Pedophilia
Marjorie Taylor Green is a money-raising machine.
She has enormous grass-roots support among GOP voters.
The media is making a fuss over comments by U.S. Representative Marjorie Taylor Green (R. Ga). She stepped over the line this week by making the same mistake made by U.S. Rep. Madison Cawthorn (R. NC). She included Republicans in her attacks on politicians. Cawthorn said he was invited to cocaine and sex parties by unnamed, but apparently fellow-GOP Members of Congress. It is one thing to make casual accusations against Democrats, but this implicated Republicans. He got taken to the woodshed by Kevin McCarthy. Marjorie Taylor Green also went too far in tweets about the three U.S. Senators who announced they would vote to confirm Judge Jackson to the Supreme Court. Her accusations weren't casual.
Marjorie Taylor Green is a gift to Democrats. She, like Trump, hurts the GOP brand. This blog has asserted that Trump's unhinged mono-mania about the 2020 election is the single best asset for Democrats. Democrats have the headwind of Biden's inarticulate feebleness, but Republicans have the headwind of Trump's mono-mania. This gives Democrats a chance to avoid the normal off-year oscillation away from the party in the White House.
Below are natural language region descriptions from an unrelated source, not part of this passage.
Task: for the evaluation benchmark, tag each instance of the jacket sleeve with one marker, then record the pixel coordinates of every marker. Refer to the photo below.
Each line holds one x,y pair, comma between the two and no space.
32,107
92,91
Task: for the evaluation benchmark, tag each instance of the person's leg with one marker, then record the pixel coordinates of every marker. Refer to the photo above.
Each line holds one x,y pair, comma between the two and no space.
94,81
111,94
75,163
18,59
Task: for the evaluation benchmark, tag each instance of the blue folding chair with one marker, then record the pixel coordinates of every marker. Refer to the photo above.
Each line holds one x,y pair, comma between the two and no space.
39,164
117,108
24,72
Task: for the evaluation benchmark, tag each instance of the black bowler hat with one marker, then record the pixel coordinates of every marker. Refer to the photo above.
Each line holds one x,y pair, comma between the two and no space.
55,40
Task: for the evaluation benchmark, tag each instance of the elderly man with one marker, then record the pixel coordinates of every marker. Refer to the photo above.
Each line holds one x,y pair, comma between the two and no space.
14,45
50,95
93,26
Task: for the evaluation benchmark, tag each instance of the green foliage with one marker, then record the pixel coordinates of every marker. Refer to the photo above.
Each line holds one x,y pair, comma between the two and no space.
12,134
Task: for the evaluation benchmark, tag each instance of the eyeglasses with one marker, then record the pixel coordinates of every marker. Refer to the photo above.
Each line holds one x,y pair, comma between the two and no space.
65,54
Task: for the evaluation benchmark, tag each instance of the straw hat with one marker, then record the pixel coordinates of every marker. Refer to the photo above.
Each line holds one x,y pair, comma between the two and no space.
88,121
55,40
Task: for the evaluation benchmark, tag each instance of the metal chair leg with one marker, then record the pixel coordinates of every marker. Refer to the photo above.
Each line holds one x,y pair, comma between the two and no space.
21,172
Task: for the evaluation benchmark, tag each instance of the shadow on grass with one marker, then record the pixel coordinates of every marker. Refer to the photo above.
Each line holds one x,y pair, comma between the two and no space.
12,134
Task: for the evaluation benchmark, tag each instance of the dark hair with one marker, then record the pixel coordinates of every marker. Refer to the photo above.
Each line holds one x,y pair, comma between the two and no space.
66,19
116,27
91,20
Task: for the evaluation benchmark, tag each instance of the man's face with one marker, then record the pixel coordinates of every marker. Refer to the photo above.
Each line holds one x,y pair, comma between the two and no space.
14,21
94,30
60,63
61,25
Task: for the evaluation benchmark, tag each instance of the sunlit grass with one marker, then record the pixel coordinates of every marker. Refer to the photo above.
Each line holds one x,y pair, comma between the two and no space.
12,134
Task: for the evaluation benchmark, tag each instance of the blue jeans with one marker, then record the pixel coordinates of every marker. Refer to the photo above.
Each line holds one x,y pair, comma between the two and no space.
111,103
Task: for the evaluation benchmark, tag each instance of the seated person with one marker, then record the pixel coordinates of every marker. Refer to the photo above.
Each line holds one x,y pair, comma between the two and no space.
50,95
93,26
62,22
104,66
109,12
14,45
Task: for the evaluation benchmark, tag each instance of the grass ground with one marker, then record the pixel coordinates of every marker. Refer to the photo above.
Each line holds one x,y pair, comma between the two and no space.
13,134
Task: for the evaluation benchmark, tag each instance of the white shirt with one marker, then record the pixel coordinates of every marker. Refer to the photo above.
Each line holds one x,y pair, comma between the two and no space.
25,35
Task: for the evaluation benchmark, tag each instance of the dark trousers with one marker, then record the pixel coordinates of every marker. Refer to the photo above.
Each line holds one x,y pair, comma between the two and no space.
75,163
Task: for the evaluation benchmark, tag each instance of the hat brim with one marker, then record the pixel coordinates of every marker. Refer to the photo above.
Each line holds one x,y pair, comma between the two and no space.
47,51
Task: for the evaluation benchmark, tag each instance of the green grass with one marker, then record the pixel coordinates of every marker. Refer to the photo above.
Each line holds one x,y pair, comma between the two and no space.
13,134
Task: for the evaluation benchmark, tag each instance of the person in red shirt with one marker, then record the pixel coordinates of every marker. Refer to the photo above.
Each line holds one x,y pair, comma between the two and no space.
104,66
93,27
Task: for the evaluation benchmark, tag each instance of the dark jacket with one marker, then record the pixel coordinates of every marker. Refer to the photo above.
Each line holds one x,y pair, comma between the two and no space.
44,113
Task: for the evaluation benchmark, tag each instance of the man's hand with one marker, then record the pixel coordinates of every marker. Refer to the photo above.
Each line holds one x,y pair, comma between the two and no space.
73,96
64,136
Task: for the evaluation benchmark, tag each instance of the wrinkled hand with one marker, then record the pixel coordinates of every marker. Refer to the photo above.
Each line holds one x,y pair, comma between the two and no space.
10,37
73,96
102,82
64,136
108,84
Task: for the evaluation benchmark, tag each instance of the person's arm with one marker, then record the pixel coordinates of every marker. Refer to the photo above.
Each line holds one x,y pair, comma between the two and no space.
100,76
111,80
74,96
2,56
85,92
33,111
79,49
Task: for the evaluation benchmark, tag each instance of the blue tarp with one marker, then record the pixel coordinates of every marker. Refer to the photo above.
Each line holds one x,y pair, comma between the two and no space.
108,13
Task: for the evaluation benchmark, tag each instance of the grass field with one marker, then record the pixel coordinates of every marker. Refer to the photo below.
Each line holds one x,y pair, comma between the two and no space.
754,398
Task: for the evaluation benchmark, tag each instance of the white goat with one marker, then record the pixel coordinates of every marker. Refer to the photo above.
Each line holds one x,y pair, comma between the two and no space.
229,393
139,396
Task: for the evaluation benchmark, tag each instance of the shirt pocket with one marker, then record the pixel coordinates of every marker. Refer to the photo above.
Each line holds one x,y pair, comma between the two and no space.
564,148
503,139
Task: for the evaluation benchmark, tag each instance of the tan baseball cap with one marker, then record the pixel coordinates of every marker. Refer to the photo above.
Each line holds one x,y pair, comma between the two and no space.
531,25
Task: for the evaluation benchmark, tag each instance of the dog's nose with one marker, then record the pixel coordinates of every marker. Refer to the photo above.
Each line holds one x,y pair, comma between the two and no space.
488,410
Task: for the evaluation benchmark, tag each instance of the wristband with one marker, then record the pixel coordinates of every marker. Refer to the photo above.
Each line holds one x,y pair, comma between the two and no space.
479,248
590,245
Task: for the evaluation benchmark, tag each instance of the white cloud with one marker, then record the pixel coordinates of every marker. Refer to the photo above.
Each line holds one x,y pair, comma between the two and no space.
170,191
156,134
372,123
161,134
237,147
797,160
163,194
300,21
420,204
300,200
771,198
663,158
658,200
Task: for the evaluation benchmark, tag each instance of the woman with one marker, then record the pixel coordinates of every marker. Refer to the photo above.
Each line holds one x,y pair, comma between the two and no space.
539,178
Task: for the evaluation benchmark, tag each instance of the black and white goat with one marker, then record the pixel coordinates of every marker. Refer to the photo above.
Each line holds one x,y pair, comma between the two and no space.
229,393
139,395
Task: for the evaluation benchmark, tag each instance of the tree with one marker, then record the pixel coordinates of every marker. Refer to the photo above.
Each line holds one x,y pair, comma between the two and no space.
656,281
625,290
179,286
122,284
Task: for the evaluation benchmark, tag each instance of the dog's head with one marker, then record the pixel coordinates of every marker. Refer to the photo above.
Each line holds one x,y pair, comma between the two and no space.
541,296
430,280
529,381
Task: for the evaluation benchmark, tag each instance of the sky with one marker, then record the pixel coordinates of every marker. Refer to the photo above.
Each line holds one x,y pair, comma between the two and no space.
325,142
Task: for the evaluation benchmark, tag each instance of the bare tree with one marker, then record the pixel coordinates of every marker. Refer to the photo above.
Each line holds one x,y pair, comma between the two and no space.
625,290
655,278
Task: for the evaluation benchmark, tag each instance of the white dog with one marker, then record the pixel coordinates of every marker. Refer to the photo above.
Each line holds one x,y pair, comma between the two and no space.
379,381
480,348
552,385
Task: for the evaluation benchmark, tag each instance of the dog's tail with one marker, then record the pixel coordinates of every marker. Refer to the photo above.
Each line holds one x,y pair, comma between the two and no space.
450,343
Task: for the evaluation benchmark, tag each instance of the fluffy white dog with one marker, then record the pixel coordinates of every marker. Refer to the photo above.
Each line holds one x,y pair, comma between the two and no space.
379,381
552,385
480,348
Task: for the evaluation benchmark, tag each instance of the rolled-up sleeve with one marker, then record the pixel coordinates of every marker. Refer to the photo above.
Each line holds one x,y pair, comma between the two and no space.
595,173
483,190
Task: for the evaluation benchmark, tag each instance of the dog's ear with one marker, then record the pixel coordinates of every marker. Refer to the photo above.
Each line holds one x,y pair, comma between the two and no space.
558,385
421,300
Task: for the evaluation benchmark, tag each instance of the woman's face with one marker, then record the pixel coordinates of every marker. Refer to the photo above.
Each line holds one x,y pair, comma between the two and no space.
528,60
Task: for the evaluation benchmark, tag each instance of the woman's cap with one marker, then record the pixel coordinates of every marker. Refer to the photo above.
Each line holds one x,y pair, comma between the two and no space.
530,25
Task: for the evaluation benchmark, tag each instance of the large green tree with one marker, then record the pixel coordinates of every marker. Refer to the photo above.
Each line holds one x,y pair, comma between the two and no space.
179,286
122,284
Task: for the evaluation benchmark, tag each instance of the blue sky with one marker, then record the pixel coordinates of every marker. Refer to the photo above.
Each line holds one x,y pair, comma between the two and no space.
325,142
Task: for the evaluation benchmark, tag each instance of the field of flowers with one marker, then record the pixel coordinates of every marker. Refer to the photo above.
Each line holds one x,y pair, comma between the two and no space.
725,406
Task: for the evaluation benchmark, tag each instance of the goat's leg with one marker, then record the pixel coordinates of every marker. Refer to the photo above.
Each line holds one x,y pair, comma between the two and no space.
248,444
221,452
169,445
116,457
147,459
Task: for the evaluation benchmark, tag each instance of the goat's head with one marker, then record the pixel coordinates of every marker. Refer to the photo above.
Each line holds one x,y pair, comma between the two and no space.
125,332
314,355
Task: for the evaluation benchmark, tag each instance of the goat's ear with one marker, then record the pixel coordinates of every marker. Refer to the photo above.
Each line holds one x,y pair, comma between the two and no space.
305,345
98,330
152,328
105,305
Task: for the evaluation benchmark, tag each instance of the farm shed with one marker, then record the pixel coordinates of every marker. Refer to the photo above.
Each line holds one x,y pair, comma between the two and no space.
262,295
Marjorie Taylor Green is a firebrand and un-typical of Republican officeholders, but the Jackson confirmation hearings demonstrated that she is not an outlier. Most GOP politicians do not oppose her. They follow in her draft. She is saying--crudely--things Republicans believe. Or sort of believe. Or at least refuse to say they do not believe. Senators Cruz, Hawley, Cotton, and Lee all have obvious presidential ambitions. They picked up the pro-pedophile theme and used it repeatedly in criticizing Jackson in her senate confirmation hearings.
To most Americans Marjorie Taylor Green's comments sound "ludicrous," as the L.A. Times headline reports, quoting Senator Susan Collins of Maine: "She obviously can say whatever she wishes, but that’s clearly ludicrous and sadly typical of what I expect of her."
There is a reason ambitious GOP senators would pick up a pedophilia theme that is so extreme and viscous on its face that it is surely a net-negative for most voters. It is opposite of sober Pence, who represents a return to solid, conservative GOP sanity. Yet ambitious senators are crowding into the MTG-adjacent lane, not Pence's. Why? Because the kinds of things Marjorie Taylor Green says are not ludicrous to many Republicans.
A significant number of GOP voters tell pollsters at PRRI, the independent and non-partisan Public Religion Research Institute, that they believe the government, media, and financial worlds in the U.S. are controlled by a group of Satan-worshiping pedophiles who run a global child sex-trafficking operation.
Really. Satan-worshiping pedophiles.
Public belief in Q-Anon themes persisted throughout 2021 and continue into 2022. It has not exhausted itself over time, nor in Trump's absence from the White House. Q-Anon believers represent a significant plurality of the GOP primary election voter. Q-Anon believers and mostly-agreers skew toward poorer and less educated Americans, especially in the American South. Believers primarily watch Fox, Newsmax, and One America News. Q-Anon believers skew Republican, with 25% of all Republicans believing the major themes of the Q-Anon message. The presidential candidate who has the support of that block can win the GOP nomination.
The message in yesterday's blog post, and in many previous to that, is that the brands and policies of the two parties are being shaped by their extremes. Politicians hoping to appeal to the general electorate first need to be compliant with the reliable, activist partisan voter. For Republicans in 2022, that means making the claim that pedophilia--possibly by Satan-worshipers--is a widespread problem carried out by people who represent the Democratic establishment, most recently Judge Jackson.
Do Cruz, Hawley, Cotton, and Lee believe Judge Jackson is pedophilia-friendly? Of course not. But they say it because a lot of GOP voters want to hear it because they believe it. Or sort of believe it.